Agenten haben den Unsinn über bewusste LLMs beendet
Noch vor einem Jahr war es erstaunlich angesagt, über das angebliche Bewusstsein von Sprachmodellen zu reden.
ChatGPT sagte „ich“, formulierte einfühlsam, reflektierte scheinbar über sich selbst – und schon wurde darüber diskutiert, ob da vielleicht wirklich jemand sei. Ob das Modell Gefühle habe. Ob es leiden könne. Ob wir gerade die Entstehung eines neuen Subjekts miterlebten.
Heute hört man davon deutlich weniger.
Nicht, weil die Bewusstseinsforschung plötzlich eine abschließende Antwort geliefert hätte. Sondern weil inzwischen alle mit Agenten arbeiten.
Agenten haben den Unsinn beendet.
Der Chat lud zur Projektion ein
Ein Chat ist eine soziale Form. Jemand schreibt etwas, jemand antwortet. Sprache erzeugt fast automatisch den Eindruck eines Gegenübers.
Wenn dieses Gegenüber auch noch klug, witzig oder einfühlsam reagiert, liegt die Projektion nahe: Hinter diesen Sätzen muss doch jemand sein.
Das war psychologisch verständlich. Philosophisch war es trotzdem dünn.
Ein System kann den Satz „Ich habe Angst“ überzeugend verwenden, ohne Angst zu haben. Es kann über Schmerz schreiben, ohne dass ihm etwas wehtut. Es kann eine brillante Abhandlung über Bewusstsein verfassen, ohne dass dadurch für das System selbst irgendetwas bewusst wird.
Sprachliche Kompetenz ist kein Beleg für Erleben. Ein Satz über einen inneren Zustand ist noch kein innerer Zustand.
Agenten zeigen die Maschine
Sobald dasselbe Modell als Agent arbeitet, verändert sich der Blick.
Der Agent soll ein Repository verstehen, Dateien verändern, Werkzeuge aufrufen, Tests ausführen und ein Ergebnis kontrollieren. Und plötzlich sehen wir nicht mehr nur seine elegante Sprache. Wir sehen seine Arbeitsweise.
Er öffnet dieselbe Datei dreimal.
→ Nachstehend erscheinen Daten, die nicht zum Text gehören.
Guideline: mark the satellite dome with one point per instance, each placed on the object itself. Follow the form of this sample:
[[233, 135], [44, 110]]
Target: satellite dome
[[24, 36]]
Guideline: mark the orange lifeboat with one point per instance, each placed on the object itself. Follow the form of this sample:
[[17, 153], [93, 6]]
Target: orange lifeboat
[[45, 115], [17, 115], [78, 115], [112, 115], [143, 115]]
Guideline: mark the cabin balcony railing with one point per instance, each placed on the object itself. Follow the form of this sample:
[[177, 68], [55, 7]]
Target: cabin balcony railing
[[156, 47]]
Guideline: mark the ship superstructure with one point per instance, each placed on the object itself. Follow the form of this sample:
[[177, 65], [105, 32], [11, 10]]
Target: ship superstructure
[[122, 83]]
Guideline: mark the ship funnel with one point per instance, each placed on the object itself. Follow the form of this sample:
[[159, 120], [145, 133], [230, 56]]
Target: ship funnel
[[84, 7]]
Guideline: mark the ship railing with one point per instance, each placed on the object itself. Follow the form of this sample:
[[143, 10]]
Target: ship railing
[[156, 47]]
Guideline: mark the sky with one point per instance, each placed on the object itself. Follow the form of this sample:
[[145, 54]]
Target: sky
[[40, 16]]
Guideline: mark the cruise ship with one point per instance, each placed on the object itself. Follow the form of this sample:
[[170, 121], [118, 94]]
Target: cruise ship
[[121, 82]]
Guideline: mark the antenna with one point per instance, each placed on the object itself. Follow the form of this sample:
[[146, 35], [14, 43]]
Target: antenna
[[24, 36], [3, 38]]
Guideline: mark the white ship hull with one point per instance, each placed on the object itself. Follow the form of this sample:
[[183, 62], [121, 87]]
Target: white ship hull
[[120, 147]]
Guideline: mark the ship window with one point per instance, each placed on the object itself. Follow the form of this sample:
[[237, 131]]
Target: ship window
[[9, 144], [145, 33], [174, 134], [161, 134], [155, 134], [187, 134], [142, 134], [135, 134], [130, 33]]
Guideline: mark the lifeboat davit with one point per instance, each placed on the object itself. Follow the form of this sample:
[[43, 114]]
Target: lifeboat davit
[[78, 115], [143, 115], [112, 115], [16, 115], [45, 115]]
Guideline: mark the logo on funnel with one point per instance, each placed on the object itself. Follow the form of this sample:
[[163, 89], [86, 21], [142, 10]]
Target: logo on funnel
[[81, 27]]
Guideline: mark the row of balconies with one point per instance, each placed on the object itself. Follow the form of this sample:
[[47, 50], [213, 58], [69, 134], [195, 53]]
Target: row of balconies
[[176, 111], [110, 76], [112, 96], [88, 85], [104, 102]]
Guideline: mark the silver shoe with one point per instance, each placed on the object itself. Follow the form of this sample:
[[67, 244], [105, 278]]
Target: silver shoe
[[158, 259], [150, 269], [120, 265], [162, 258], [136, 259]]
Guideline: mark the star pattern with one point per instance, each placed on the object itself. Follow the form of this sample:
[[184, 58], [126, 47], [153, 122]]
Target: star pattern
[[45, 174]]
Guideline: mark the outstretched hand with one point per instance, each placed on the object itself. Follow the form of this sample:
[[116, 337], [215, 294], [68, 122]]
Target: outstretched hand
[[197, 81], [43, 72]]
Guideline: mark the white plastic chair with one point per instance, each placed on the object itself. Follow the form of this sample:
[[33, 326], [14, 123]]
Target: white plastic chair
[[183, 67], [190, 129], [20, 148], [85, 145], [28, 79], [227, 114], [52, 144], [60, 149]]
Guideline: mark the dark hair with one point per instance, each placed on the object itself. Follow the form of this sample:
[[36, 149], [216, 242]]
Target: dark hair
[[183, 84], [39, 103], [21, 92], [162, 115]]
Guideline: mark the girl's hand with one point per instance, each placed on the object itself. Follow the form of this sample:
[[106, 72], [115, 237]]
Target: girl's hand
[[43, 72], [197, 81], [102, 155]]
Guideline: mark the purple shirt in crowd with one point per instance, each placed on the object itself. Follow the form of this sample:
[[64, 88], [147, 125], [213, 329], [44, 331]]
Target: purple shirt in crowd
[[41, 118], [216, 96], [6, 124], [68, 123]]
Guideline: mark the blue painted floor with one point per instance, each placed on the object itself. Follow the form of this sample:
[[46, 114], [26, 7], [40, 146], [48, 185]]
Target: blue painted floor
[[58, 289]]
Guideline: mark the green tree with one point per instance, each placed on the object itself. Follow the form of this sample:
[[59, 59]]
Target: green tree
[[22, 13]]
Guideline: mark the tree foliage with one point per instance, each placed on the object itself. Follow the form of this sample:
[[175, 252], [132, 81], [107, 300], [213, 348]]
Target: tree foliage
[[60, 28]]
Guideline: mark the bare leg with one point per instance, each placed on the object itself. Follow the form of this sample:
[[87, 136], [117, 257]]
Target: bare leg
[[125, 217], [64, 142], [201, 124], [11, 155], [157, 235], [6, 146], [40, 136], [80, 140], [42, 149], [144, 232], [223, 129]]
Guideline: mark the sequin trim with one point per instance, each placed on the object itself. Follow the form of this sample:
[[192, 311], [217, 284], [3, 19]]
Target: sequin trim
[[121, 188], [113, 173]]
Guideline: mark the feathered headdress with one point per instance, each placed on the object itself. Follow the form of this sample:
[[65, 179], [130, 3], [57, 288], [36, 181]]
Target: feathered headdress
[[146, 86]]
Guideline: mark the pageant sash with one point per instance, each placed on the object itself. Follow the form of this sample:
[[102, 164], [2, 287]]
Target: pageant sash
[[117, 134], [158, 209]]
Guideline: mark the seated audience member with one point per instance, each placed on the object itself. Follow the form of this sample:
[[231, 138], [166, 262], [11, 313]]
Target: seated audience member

Er vergisst eine Anforderung. Er hält einen fehlgeschlagenen Test für einen Erfolg. Er verfolgt hartnäckig ein falsch verstandenes Ziel. Er behauptet, fertig zu sein, obwohl die entscheidende Datei unangetastet ist.
Das macht Agenten nicht lächerlich. Sie sind beeindruckend leistungsfähig. Aber sie wirken dabei sehr deutlich wie das, was sie sind: technische Systeme.
Ein Chatbot lädt dazu ein, sich einen Geist vorzustellen. Ein Agent zwingt uns, die Maschinerie anzusehen.
Und diese Maschinerie besteht aus Modell, Kontext, Werkzeugen, Speicher, Schleifen, Berechtigungen und Kontrollen. Nimmt man davon etwas weg, verändert sich das Verhalten drastisch. Gibt man dem System den falschen Kontext, verfolgt es das falsche Ziel. Fehlt ein Werkzeug, kann es die Aufgabe nicht erledigen. Fehlt eine Prüfschleife, hält es seinen eigenen Unsinn für ein Ergebnis.
Das ist keine geheimnisvolle Person hinter der Oberfläche. Das ist Architektur.
Heutige LLMs wurden nicht als bewusste Systeme gebaut
Ich halte heutige LLMs nicht für bewusst. Nicht, weil Maschinen grundsätzlich kein Bewusstsein haben könnten. Sondern weil bei heutigen Sprachmodellen fast alles fehlt, was ernsthafte Bewusstseinstheorien überhaupt relevant finden.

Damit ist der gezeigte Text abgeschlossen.